I think the advice that's most stuck with me that I've received in my life is (pardon the language) to "bulls**t confidence until it's real." It's really changed the way I go about interacting with people.
Middle school kind of sucked for me. Well, that's not entirely true. It REALLY sucked. Everywhere I turned someone was there waiting to target me, to say what I had to say was stupid, to isolate me for no good reason other than the fact that I was me. My grades suffered as a result, so not only was I going to school to be singled out by my peers, but I would then come home to be berated by my family for my grades. I didn't have anywhere to go, anyone to turn to. Now, granted, part (not all, though) of the reason I felt this way was likely because most people feel this way in middle school, but I couldn't help but notice it happened with me quite a bit more than others and it still completely sucked.
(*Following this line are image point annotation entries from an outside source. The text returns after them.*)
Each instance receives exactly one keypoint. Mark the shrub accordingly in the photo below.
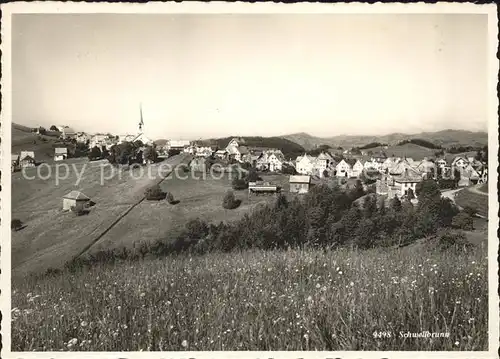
(229, 201)
(463, 221)
(16, 224)
(155, 193)
(471, 211)
(79, 210)
(253, 176)
(170, 198)
(452, 239)
(239, 184)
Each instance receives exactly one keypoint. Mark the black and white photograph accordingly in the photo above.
(249, 179)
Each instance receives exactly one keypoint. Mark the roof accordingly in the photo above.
(409, 175)
(243, 150)
(25, 154)
(300, 179)
(400, 167)
(77, 196)
(61, 150)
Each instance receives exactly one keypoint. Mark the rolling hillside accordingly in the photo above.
(445, 138)
(25, 140)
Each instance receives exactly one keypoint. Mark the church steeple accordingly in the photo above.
(141, 122)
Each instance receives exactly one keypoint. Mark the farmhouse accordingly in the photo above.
(343, 169)
(305, 164)
(357, 169)
(68, 132)
(198, 164)
(300, 184)
(75, 199)
(61, 153)
(221, 154)
(27, 159)
(275, 162)
(261, 187)
(468, 176)
(178, 144)
(141, 137)
(441, 163)
(426, 166)
(459, 162)
(14, 161)
(407, 180)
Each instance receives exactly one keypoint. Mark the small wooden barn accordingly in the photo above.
(261, 187)
(75, 199)
(27, 159)
(300, 184)
(60, 153)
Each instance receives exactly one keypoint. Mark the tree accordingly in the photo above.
(150, 154)
(155, 193)
(230, 201)
(396, 204)
(410, 194)
(253, 176)
(95, 153)
(16, 224)
(239, 184)
(463, 221)
(169, 197)
(369, 206)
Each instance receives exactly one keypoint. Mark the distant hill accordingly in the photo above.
(445, 138)
(289, 148)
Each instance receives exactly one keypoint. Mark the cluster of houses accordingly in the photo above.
(22, 160)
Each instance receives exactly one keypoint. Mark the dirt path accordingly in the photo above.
(475, 189)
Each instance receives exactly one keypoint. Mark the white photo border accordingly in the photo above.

Then high school happened. I remember showing up the first day terrified to talk to anyone; high school was supposed to be my fresh start in society, and I didn't want to accidentally say something that would ruin it right from the start. But then I made a friend, someone who is still very close to me today. When I told them about my predicament they told me that the best way to build confidence is to "fake it till you make it," so to speak; to act confident around others, and then as time went on it would no longer be an act. After two and a half years of following that advice as well as I can, I still feel the effects that that piece of advice had on me.